TLS Handshake issue with SSL enabled Hazelcast Enterprice

864 views
Skip to first unread message

Shivi Garg

unread,
Nov 25, 2019, 3:35:14 AM11/25/19
to Hazelcast
Hi, 

we are facing issue with hazelcast enterprise with embeded mode with TLS, where when we start a single node we get below in exception:


2019-11-25T07:58:44.606+0100 [hz._hzInstance_1_LockManager.IO.thread-in-1] WARN StandardLoggerFactory$StandardLogger:49 log | 311 - com.hazelcast.enterprise - 3.12.1 | [10.223.53.76]:14701 [LockManager] [3.12.1] Connection[id=4, /10.223.53.76:14702->/10.223.53.76:14702, qualifier=null, endpoint=[10.223.53.76]:14702, alive=false, type=NONE] closed. Reason: Exception in Connection[id=4, /10.223.53.76:14702->/10.223.53.76:14702, qualifier=null, endpoint=[10.223.53.76]:14702, alive=true, type=NONE], thread=hz._hzInstance_1_LockManager.IO.thread-in-1
javax.net.ssl.SSLProtocolException: Handshake message sequence violation, 1
at sun.security.ssl.Handshaker.checkThrown(Handshaker.java:1530)
at sun.security.ssl.SSLEngineImpl.checkTaskThrown(SSLEngineImpl.java:528)
at sun.security.ssl.SSLEngineImpl.readNetRecord(SSLEngineImpl.java:802)
at sun.security.ssl.SSLEngineImpl.unwrap(SSLEngineImpl.java:766)
at javax.net.ssl.SSLEngine.unwrap(SSLEngine.java:624)
at com.hazelcast.nio.ssl.TLSHandshakeDecoder.onRead(TLSHandshakeDecoder.java:87)
at com.hazelcast.internal.networking.nio.NioInboundPipeline.process(NioInboundPipeline.java:135)
at com.hazelcast.internal.networking.nio.NioPipeline.run(NioPipeline.java:227)
at com.hazelcast.internal.networking.nio.NioInboundPipeline$1.run0(NioInboundPipeline.java:273)
at com.hazelcast.internal.networking.nio.NioPipelineTask.run(NioPipelineTask.java:47)
at com.hazelcast.internal.networking.nio.NioThread.processTaskQueue(NioThread.java:341)
at com.hazelcast.internal.networking.nio.NioThread.selectLoop(NioThread.java:276)
at com.hazelcast.internal.networking.nio.NioThread.run(NioThread.java:235)
Caused by: javax.net.ssl.SSLProtocolException: Handshake message sequence violation, 1
at sun.security.ssl.HandshakeStateManager.check(HandshakeStateManager.java:362)
at sun.security.ssl.ClientHandshaker.processMessage(ClientHandshaker.java:196)
at sun.security.ssl.Handshaker.processLoop(Handshaker.java:1037)
at sun.security.ssl.Handshaker$1.run(Handshaker.java:970)
at sun.security.ssl.Handshaker$1.run(Handshaker.java:967)
at java.security.AccessController.doPrivileged(Native Method)
at sun.security.ssl.Handshaker$DelegatedTask.run(Handshaker.java:1459)
at com.hazelcast.nio.ssl.TLSExecutor$HandshakeTask.run(TLSExecutor.java:73)
at com.hazelcast.util.executor.CachedExecutorServiceDelegate$Worker.run(CachedExecutorServiceDelegate.java:227)
at java.util.concurrent.ThreadPoolExecutor.runWorker(ThreadPoolExecutor.java:1149)
at java.util.concurrent.ThreadPoolExecutor$Worker.run(ThreadPoolExecutor.java:624)
at java.lang.Thread.run(Thread.java:748)
at com.hazelcast.util.executor.HazelcastManagedThread.executeRun(HazelcastManagedThread.java:64)
at com.hazelcast.util.executor.HazelcastManagedThread.run(HazelcastManagedThread.java:80)

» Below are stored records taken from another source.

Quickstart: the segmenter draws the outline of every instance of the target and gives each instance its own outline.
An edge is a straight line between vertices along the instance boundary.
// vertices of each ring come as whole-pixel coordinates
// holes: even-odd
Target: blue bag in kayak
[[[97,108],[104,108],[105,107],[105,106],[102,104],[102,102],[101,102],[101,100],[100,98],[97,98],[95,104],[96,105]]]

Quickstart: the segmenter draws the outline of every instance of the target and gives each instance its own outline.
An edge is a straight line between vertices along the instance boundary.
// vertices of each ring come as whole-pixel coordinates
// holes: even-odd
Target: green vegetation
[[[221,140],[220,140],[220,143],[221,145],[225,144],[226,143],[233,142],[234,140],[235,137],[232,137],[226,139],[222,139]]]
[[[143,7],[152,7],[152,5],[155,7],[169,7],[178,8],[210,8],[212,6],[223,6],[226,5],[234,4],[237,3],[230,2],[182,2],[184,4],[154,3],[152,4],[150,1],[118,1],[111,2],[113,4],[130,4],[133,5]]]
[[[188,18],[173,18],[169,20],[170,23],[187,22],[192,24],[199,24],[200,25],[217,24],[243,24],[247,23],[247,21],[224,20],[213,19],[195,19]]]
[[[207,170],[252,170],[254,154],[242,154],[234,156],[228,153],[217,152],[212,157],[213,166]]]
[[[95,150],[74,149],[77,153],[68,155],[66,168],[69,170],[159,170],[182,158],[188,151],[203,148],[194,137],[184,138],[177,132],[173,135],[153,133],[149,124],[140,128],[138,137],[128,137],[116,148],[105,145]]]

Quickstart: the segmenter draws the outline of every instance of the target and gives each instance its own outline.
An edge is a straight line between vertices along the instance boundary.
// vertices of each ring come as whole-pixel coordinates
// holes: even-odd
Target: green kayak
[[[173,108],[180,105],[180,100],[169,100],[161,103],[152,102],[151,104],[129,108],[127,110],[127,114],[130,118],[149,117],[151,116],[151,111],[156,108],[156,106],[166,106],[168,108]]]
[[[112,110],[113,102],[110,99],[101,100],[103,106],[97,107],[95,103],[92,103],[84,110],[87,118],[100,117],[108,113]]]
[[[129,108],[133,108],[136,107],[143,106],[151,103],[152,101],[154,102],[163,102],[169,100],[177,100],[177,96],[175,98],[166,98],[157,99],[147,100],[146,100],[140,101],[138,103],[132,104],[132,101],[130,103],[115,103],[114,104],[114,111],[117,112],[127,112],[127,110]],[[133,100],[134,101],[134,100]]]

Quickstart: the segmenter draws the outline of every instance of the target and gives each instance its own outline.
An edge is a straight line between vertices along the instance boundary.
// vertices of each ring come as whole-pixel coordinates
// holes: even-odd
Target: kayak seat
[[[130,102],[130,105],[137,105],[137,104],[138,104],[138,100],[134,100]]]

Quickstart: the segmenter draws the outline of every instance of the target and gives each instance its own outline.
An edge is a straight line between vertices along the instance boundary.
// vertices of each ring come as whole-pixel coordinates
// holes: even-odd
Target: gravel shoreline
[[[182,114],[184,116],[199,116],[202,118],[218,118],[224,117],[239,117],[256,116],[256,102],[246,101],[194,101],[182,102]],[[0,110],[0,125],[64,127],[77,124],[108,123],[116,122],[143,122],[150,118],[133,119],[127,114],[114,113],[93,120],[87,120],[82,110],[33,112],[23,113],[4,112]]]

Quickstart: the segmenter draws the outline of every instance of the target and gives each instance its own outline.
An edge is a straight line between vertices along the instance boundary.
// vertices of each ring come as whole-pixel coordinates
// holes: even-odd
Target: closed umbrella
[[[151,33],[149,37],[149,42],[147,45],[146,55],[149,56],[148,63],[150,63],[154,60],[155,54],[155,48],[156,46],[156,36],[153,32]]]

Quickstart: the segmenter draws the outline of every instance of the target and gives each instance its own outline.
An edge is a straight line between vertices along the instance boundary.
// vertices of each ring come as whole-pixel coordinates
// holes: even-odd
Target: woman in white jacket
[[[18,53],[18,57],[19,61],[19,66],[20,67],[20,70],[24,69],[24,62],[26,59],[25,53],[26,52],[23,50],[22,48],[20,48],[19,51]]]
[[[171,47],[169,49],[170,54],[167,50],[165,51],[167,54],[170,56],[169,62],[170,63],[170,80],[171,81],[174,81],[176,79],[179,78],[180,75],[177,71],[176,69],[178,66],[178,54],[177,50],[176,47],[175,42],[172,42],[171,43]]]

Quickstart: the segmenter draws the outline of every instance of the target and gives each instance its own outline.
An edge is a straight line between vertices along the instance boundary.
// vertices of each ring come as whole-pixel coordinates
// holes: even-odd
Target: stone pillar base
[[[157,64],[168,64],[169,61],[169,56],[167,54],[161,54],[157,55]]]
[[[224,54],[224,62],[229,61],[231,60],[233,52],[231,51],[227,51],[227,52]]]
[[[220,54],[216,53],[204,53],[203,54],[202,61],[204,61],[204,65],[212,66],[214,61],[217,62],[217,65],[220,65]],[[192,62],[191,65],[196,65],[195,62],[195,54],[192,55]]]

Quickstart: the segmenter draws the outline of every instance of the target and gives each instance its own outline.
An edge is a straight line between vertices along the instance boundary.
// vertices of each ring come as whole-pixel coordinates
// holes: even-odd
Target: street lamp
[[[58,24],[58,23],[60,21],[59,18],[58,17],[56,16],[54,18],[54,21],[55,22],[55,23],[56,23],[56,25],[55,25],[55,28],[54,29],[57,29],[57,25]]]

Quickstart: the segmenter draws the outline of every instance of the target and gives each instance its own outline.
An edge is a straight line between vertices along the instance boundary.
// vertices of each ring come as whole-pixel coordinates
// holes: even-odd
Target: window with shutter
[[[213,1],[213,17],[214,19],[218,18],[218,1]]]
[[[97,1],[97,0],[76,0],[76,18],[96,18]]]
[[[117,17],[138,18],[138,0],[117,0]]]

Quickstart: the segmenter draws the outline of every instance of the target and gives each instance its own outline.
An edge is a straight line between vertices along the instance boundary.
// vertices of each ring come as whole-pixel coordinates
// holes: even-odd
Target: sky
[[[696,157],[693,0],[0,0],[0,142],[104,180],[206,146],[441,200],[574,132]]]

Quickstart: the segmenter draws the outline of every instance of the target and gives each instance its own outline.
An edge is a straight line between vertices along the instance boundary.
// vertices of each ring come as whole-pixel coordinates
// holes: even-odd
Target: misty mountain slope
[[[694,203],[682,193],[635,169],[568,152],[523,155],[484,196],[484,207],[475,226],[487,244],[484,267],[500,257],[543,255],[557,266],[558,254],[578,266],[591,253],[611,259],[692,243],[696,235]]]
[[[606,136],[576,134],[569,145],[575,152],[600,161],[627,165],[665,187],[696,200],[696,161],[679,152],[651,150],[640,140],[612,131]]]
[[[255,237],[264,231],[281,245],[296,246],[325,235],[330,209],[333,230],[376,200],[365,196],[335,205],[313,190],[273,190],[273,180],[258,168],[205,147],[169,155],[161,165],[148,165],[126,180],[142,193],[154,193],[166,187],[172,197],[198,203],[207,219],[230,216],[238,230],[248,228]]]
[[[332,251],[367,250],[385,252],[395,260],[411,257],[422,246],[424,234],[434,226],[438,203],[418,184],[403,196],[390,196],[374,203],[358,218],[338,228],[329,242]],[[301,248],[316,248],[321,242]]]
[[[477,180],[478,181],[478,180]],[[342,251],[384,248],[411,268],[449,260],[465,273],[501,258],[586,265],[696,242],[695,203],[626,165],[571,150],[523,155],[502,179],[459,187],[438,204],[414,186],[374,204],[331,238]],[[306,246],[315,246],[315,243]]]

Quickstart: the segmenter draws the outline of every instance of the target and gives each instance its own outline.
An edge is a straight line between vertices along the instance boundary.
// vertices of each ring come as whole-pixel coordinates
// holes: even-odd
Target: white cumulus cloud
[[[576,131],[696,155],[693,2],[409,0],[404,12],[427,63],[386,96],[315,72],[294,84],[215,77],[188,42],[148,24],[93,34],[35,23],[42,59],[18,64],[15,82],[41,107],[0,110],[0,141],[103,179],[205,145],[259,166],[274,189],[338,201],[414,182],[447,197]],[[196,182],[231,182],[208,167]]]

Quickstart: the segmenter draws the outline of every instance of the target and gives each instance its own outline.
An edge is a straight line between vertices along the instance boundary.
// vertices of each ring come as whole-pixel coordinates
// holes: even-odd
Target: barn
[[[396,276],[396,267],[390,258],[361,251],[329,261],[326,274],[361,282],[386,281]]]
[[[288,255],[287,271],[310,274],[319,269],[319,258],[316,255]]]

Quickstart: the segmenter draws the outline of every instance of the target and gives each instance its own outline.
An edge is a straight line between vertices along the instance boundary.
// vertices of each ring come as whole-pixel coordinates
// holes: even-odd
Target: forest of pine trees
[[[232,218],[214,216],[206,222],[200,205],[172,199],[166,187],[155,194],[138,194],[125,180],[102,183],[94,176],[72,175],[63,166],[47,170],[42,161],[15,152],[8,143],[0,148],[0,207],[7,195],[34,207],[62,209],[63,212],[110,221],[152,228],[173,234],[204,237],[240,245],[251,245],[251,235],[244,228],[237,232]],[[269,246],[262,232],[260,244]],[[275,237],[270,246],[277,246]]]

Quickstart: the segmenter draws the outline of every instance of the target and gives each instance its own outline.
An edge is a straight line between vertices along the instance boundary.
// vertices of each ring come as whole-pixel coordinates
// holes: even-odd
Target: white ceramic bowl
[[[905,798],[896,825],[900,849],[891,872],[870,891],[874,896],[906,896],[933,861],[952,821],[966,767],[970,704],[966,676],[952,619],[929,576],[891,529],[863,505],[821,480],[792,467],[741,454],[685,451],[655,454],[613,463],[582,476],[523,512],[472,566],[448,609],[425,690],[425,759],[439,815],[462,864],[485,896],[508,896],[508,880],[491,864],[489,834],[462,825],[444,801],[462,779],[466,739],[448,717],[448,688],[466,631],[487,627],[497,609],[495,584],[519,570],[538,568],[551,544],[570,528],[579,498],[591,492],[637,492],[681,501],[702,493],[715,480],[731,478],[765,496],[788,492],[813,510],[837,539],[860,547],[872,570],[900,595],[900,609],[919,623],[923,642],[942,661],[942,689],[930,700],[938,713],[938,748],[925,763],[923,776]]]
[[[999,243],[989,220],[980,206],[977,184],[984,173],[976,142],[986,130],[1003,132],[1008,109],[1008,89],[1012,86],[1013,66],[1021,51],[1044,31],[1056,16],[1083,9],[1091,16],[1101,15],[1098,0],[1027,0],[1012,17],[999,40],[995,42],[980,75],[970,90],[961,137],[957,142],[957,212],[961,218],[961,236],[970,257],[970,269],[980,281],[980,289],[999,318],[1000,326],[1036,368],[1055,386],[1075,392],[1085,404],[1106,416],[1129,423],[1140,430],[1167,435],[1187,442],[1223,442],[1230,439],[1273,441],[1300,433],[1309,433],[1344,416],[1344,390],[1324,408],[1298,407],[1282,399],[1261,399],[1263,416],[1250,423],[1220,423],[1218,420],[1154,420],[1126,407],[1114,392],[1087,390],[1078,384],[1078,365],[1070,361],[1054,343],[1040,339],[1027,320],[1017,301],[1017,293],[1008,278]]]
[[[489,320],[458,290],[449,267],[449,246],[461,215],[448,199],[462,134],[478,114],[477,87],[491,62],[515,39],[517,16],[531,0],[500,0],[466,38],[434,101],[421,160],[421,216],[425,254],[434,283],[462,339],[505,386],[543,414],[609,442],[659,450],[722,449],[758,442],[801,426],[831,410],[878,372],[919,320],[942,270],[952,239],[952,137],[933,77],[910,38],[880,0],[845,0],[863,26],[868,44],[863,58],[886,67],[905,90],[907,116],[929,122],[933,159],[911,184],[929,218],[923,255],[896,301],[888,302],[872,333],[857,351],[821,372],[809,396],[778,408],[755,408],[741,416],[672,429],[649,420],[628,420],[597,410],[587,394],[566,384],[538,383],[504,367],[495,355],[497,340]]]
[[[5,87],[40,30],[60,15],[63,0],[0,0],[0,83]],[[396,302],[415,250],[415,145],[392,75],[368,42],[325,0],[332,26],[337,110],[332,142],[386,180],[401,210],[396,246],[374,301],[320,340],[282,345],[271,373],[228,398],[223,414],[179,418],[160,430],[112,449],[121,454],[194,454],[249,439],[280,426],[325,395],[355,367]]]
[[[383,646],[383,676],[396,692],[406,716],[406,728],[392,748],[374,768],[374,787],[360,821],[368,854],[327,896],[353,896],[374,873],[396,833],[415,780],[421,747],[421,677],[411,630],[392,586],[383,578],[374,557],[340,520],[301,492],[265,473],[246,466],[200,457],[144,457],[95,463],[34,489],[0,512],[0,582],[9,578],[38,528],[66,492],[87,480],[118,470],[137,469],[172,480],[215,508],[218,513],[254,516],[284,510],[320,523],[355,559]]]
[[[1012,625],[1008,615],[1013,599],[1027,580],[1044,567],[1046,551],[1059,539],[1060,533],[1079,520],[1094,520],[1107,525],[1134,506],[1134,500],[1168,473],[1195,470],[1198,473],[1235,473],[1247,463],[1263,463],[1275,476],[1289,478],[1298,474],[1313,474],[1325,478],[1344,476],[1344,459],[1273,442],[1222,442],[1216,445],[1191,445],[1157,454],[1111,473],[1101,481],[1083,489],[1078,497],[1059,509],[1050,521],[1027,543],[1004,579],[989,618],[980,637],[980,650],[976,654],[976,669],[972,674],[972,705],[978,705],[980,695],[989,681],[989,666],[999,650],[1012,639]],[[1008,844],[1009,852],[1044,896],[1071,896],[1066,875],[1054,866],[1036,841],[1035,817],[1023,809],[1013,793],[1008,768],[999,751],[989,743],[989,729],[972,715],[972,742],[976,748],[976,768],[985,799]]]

Here it is trying to connect to itself over TLS and failing.
Please help to understand the behavior.

Josef Cacek

unread,
Nov 25, 2019, 3:55:44 AM11/25/19
to haze...@googlegroups.com
Hello,

could you share your Hazelcast member configuration? It would help with the investigation.
Thank you,
-- Josef

--
You received this message because you are subscribed to the Google Groups "Hazelcast" group.
To unsubscribe from this group and stop receiving emails from it, send an email to hazelcast+...@googlegroups.com.
To view this discussion on the web visit https://groups.google.com/d/msgid/hazelcast/fd3a1375-b774-4e34-9a67-e3376debb2b3%40googlegroups.com.

Josef Cacek

unread,
Nov 25, 2019, 8:18:19 AM11/25/19
to haze...@googlegroups.com
I think there is a Hazelcast member's misconfiguration.

The log entry says there is a connection established from the outbound port 14702 to itself. Which then results in TLS client-side talking to itself instead of a member.

Normal TLS handshake starts with:
TLS_client  sends a ClientHello message to a TLS_server.
TLS_server replies with the ServerHello message to the TLS_client.

On the other hand - in your case we see the following:
TLS_client sends a ClientHello message to itself (i.e. TLS_client).
The SSLProtocolException is thrown by the TLS processing logic because of the TLS_Client expects a ServerHello message, but it received the ClientHello message.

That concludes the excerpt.